Over time their companionship deepened into something neither had initially intended. The difference in their ages became less significant than the strange symmetry of their loneliness. Both had known the presence of family, and both had gradually learned how fragile that presence could be.

Of course the world noticed.

Colleagues at the bank whispered cautiously. Neighbors speculated with the eager curiosity that small social circles often cultivate. A thirty-four-year-old divorced woman spending time with a man almost twice her age inevitably invited commentary.

Sanjukta struggled with these murmurs. She wondered whether affection itself could become distorted under the weight of public judgment. Yet each time she considered distancing herself, she found that Rangalal’s quiet companionship had already become an essential part of her emotional landscape.

When he finally proposed marriage, the moment felt less like a sudden decision and more like the natural continuation of a conversation that had been unfolding for months.

Their wedding took place quietly at Lingaraj Temple, where ancient stone walls had witnessed centuries of human vows. There were no extravagant decorations, no elaborate celebrations. Yet as the priest chanted blessings beneath the temple’s towering spire, Sanjukta felt an unexpected calm settle within her.
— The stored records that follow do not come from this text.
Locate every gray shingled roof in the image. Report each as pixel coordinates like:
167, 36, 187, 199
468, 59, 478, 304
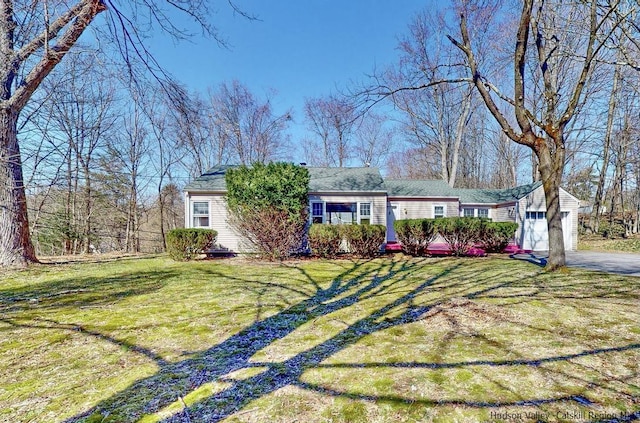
184, 166, 237, 192
308, 167, 387, 192
184, 166, 541, 204
384, 179, 459, 198
457, 182, 541, 204
184, 166, 386, 192
385, 179, 540, 204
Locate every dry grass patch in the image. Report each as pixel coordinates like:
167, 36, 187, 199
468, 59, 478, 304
0, 255, 640, 423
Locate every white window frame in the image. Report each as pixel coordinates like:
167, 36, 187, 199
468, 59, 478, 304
358, 201, 372, 224
191, 200, 211, 228
524, 210, 547, 220
309, 201, 326, 224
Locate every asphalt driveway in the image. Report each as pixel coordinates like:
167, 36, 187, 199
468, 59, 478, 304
567, 251, 640, 276
511, 251, 640, 277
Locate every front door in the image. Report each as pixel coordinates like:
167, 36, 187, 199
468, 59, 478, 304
387, 203, 398, 242
522, 211, 549, 251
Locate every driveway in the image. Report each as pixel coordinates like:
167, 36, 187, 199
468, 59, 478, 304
567, 251, 640, 276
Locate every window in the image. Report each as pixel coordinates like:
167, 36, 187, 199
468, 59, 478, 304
327, 203, 358, 225
360, 203, 371, 225
311, 203, 324, 223
525, 212, 547, 220
193, 201, 209, 228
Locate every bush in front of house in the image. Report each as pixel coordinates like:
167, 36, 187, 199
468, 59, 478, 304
225, 162, 309, 261
434, 217, 487, 257
167, 228, 218, 261
309, 223, 342, 258
338, 225, 387, 258
393, 219, 437, 256
480, 221, 518, 253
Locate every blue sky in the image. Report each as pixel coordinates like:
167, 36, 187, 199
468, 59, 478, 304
150, 0, 436, 159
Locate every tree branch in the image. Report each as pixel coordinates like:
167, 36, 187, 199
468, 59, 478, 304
10, 0, 106, 110
447, 13, 532, 147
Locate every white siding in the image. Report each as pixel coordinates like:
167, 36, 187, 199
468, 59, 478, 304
185, 194, 247, 252
517, 186, 580, 250
309, 193, 387, 226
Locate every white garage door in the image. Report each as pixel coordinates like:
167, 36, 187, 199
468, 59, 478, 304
522, 211, 571, 251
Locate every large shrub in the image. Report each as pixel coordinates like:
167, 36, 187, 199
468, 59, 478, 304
339, 225, 387, 257
225, 163, 309, 260
435, 217, 487, 256
167, 228, 218, 260
480, 221, 518, 253
393, 219, 437, 256
309, 224, 342, 258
Life with Rangalal unfolded in ways she had not anticipated. He possessed a patient wisdom shaped by decades of experience, while she brought to the relationship a restless curiosity that kept their conversations alive. They disagreed often—about politics, about modern lifestyles, about the choices younger generations were making—but those disagreements rarely turned bitter. Instead they became part of a larger dialogue between two different eras of life.
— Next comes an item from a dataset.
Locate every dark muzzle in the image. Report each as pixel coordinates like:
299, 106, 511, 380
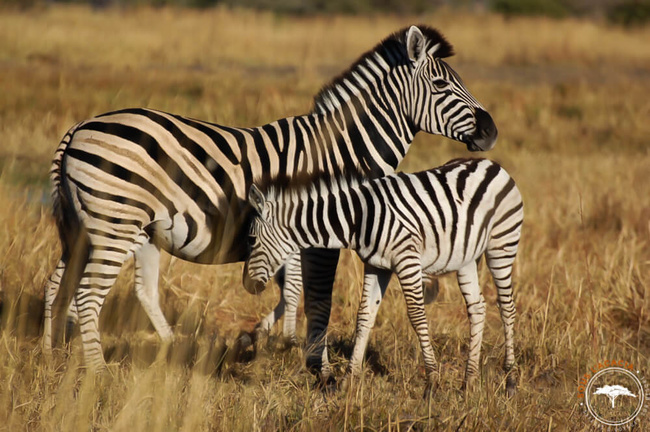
466, 108, 499, 151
Years passed quietly until one day the doctor informed them that Sanjukta was pregnant.

The news felt almost surreal.

At first she feared the complications that might arise from such an unusual circumstance—her age, his age, the inevitable gossip. Yet beneath the anxiety there was also an indescribable tenderness. Life, it seemed, had decided to begin again where she had once believed it was ending.

When their son Aarav was born, Rangalal held the child with a mixture of wonder and disbelief. In the fragile weight of that small body he felt the strange continuity of generations—the realization that time does not merely move forward but often circles back, offering unexpected second beginnings.

Gradually the house that had once echoed with silence filled with laughter, scattered toys, and the gentle chaos of childhood. Even Rangalal’s distant children softened toward the new reality, visiting more often, curious about the small brother who had entered their father’s life so late.

Sometimes, late at night, Sanjukta still thought about the parallel life she might have lived in America. Perhaps it would have been more stable, more predictable. Yet when she watched Aarav sleeping peacefully or listened to Rangalal recount stories from his youth, she sensed that life’s true meaning rarely lies in perfect decisions.

It lies instead in the courage to follow the quiet voice that tells us where we truly belong.

And in that quiet realization, Sanjukta Mohanty finally understood that the journey which had once seemed like a series of painful separations had in fact been guiding her toward a deeper understanding of love, solitude, and the mysterious resilience of the human heart.